In a distributed architecture, why is it difficult to manage versions?

I see this time and time again. The UAT test manager wants the new build to be ready to test by Friday. The one of the first questions asked, in the pre-testing meeting is, "what version will I be testing, against?" (which is a fair question to ask). The room goes silent, then someone will come back with, "All the assemblies have their own version, just right-click and look at the properties...".
From the testing managers point-of-view, this is no use. They want a version/label/tag across everything that tells them what they are working on. They want this information easily avaialble.
I have seen solutions where the version of diffierent areas of a system being stored in a datastore, then shown on the main application's about box. Problem is, this needs to be maintained.
What solutions have you seen that gets around this on going problem?
EDIT. The distributed system covers VB6, Classic ASP, VB.Net, C#, Web Services (accross departments, so which version are we using ?), SQL Server 2005.
I think the problem is that you and your testing manager are speaking of two different things. Assembly versions are great for assemblies, but your test manager is speaking of a higher-level version, a "system version", if you will. At least that's my read of your post.
What you have to do in such situations is map all of your different component assemblies into a system version. You say something along the lines of "Version 1.5 of the system is composed of Foo.Bar.dll v1.4.6 and Baz.Qux.dll v2.6.7 and (etc.)". Hell, in a distributed system, you may want different versions for each of your services, which may in and of themselves, be composed of different versions of .dlls.
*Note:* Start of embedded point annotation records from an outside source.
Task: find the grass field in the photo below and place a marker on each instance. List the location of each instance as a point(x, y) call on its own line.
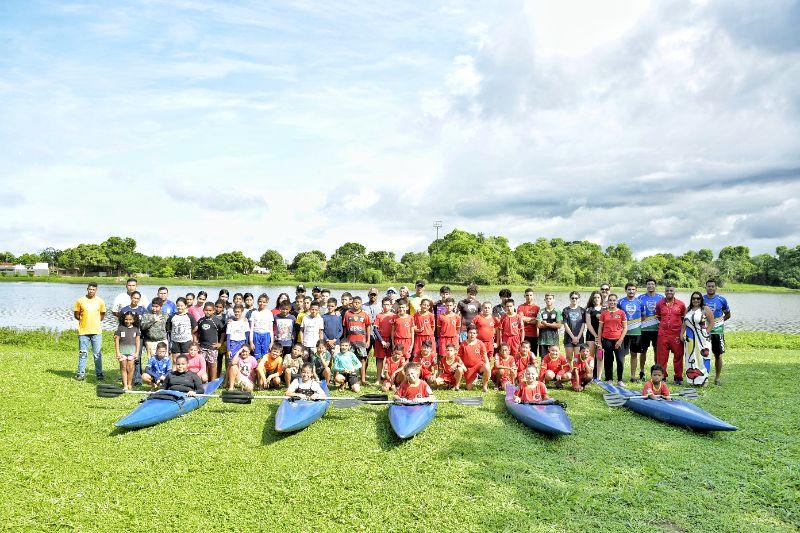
point(472, 469)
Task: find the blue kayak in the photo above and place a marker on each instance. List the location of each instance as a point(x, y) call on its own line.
point(409, 419)
point(547, 418)
point(294, 415)
point(169, 405)
point(677, 412)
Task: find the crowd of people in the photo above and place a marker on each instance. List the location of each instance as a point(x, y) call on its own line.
point(417, 342)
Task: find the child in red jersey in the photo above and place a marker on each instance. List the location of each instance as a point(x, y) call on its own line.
point(449, 324)
point(555, 367)
point(472, 353)
point(505, 367)
point(656, 386)
point(530, 390)
point(403, 328)
point(451, 369)
point(393, 375)
point(424, 325)
point(413, 388)
point(582, 368)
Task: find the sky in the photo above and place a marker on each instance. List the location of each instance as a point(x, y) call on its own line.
point(198, 127)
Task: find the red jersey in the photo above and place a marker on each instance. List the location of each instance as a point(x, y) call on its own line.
point(661, 390)
point(532, 394)
point(355, 326)
point(472, 354)
point(670, 316)
point(486, 327)
point(449, 325)
point(529, 311)
point(612, 323)
point(413, 392)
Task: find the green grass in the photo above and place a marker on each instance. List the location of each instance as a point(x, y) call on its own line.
point(473, 469)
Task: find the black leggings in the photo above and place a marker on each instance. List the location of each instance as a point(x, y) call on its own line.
point(608, 361)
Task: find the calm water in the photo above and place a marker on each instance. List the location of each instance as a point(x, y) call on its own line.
point(28, 305)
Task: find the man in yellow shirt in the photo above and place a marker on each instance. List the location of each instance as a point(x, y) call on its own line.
point(89, 311)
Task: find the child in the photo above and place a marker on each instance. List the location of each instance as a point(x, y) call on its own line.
point(530, 391)
point(305, 387)
point(261, 325)
point(505, 367)
point(413, 389)
point(242, 367)
point(346, 366)
point(197, 362)
point(473, 355)
point(127, 342)
point(269, 368)
point(555, 367)
point(656, 386)
point(451, 369)
point(158, 366)
point(582, 368)
point(392, 374)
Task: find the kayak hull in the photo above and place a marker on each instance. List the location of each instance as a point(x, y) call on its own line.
point(299, 414)
point(676, 412)
point(548, 419)
point(155, 411)
point(408, 420)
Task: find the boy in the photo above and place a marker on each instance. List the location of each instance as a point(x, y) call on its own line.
point(345, 367)
point(472, 353)
point(555, 367)
point(158, 366)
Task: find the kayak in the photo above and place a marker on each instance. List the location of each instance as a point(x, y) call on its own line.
point(550, 419)
point(408, 420)
point(166, 406)
point(677, 412)
point(294, 415)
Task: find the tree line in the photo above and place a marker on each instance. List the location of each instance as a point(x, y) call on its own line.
point(458, 257)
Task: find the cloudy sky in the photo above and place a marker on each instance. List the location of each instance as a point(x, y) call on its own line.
point(198, 127)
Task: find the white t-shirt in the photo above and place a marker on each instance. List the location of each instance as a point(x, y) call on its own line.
point(311, 328)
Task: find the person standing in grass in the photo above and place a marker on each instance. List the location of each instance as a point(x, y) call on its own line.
point(89, 311)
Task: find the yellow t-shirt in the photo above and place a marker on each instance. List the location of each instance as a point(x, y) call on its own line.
point(89, 310)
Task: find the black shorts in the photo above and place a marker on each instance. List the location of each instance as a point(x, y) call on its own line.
point(717, 343)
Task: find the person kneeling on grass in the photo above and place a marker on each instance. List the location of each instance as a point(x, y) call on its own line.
point(656, 386)
point(306, 387)
point(555, 367)
point(413, 388)
point(346, 367)
point(183, 380)
point(530, 390)
point(158, 366)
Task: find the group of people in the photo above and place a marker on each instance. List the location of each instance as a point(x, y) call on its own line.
point(417, 342)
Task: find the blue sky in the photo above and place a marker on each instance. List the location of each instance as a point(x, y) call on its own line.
point(200, 127)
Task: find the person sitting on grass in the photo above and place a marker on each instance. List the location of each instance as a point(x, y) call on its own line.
point(555, 368)
point(268, 371)
point(158, 366)
point(413, 388)
point(392, 374)
point(451, 369)
point(306, 387)
point(582, 368)
point(530, 390)
point(346, 367)
point(181, 379)
point(656, 386)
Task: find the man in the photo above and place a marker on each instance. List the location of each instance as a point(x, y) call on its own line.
point(722, 313)
point(89, 311)
point(649, 336)
point(670, 312)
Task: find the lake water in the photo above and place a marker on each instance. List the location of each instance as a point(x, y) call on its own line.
point(27, 305)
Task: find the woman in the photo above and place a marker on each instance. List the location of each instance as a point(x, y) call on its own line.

You might say, for example: "Version 1.5 of the system is composed of the Foo service v1.3, which is composed of Foo.dll v1.9.3 and Bar.dll v1.6.9, and the Bar service v1.9, which is composed of Baz.dll v1.8.2 and Qux.dll v1.5.2 and (etc.)".
Doing stuff like this is typically the job of the software architect and/or build manager in your organization.
There are a number of tools that you can use to handle this issue that have nothing to do with your language of choice. My personal favorite is currently Jira, which, in addition to bug tracking, has great product versioning and roadmapping support.
Might want to have a look at this page that explains some ways to integrate consistent versioning into your build process.
There are a number of different things that contribute to the problem. Off of the top of my head, here's one:
One of the benefits of a distributed architecture is that we gain huge potential for re-use by creating services and publishing their interfaces in some form or another. What that then means is that releases of a client application are not necessarily closely synchronized with releases of the underlying services. So, a new version of a business application may be released that uses the same old reliable service it's been using for a year. How shall we then apply a single release tag in this case?
Nevertheless, it's a fair question, but one that requires a non-trivial answer to be meaningful.
Not using build based version numbering for anything but internal references. When the UAT manager asks the question you say "Friday's*".
The only trick then is to make sure labelling happens reliably in your source control.
* insert appropriate datestamp/label here
We use .NET and Subversion. All of our application assemblies share a version number, which is derived from a manually updated major and minor revision numbers and the Subversion revision number (<major>.<minor>.<revision>). We have a prebuild task that updates this version number in a shared AssemblyVersionInfo.vb file. Then when testers ask for the version number, we can either give them the full 3-part number or just the subversion revision. The libraries we consume aren't changing or the change is not relevant to the tester.